Other search engines, social networking company Facebook and short messaging specialist Twitter already released their own takes on this year's collective mindset, but Google's is considered to be the definitive look into what's on people's minds. That's because Google processes two out of every three search requests in the world, a position that translates into trillions of inquiries each year.



Odom's saga fascinated people who aren't even sports fans because he married reality TV star Khloe Kardashian in 2009 while he was still a key player on a Laker team that went on to win its second consecutive National Basketball Association championship. He hasn't played in the NBA since 2013.

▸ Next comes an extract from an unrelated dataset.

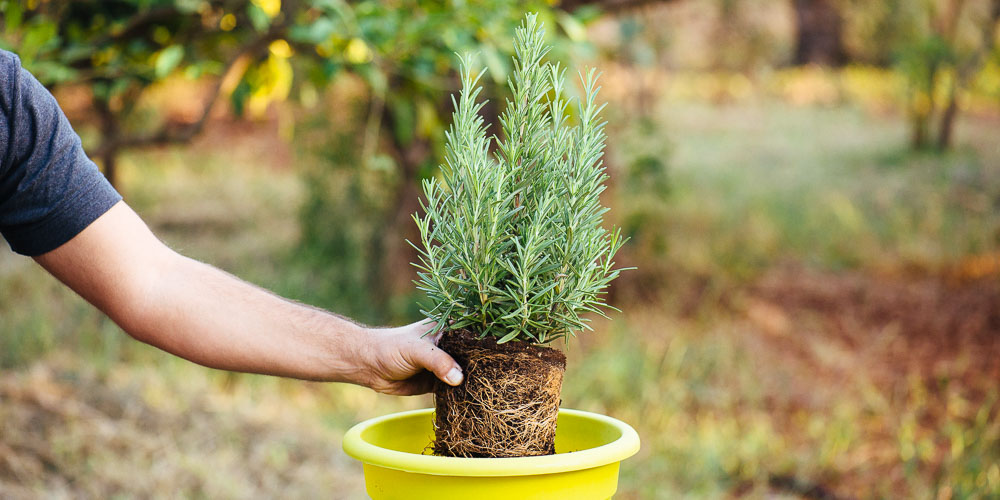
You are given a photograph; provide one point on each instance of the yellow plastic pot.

During Odom's stay in Nevada, brother workers said they saw him drinking alcohol and taking supplements sold as "herbal Viagra." The brothel's owner said Odom had spent $75,000 on two women who took him to a VIP suite.



Tragedy tends to generate a lot of searches. The suicide of comedian and movie star Robin Williams made him Google's top search topic last year.



Odom, 36, also was Google's most-searched person on its 2015 world rankings, followed by former mixed martial arts bantamweight champion Ronda Rousey and Caitlyn Jenner, who was Odom's father-in-law before transitioning to life as a woman in 2015.



Rousey was the most searched athlete in the U.S., edging out Holly Holm, the woman who pummeled her last month to take her championship title.



Google also provided the lists for the top searches in a wide variety of categories, including movies ("Jurassic World"), television ("Big Brother Brazil") and musical artists (Adele).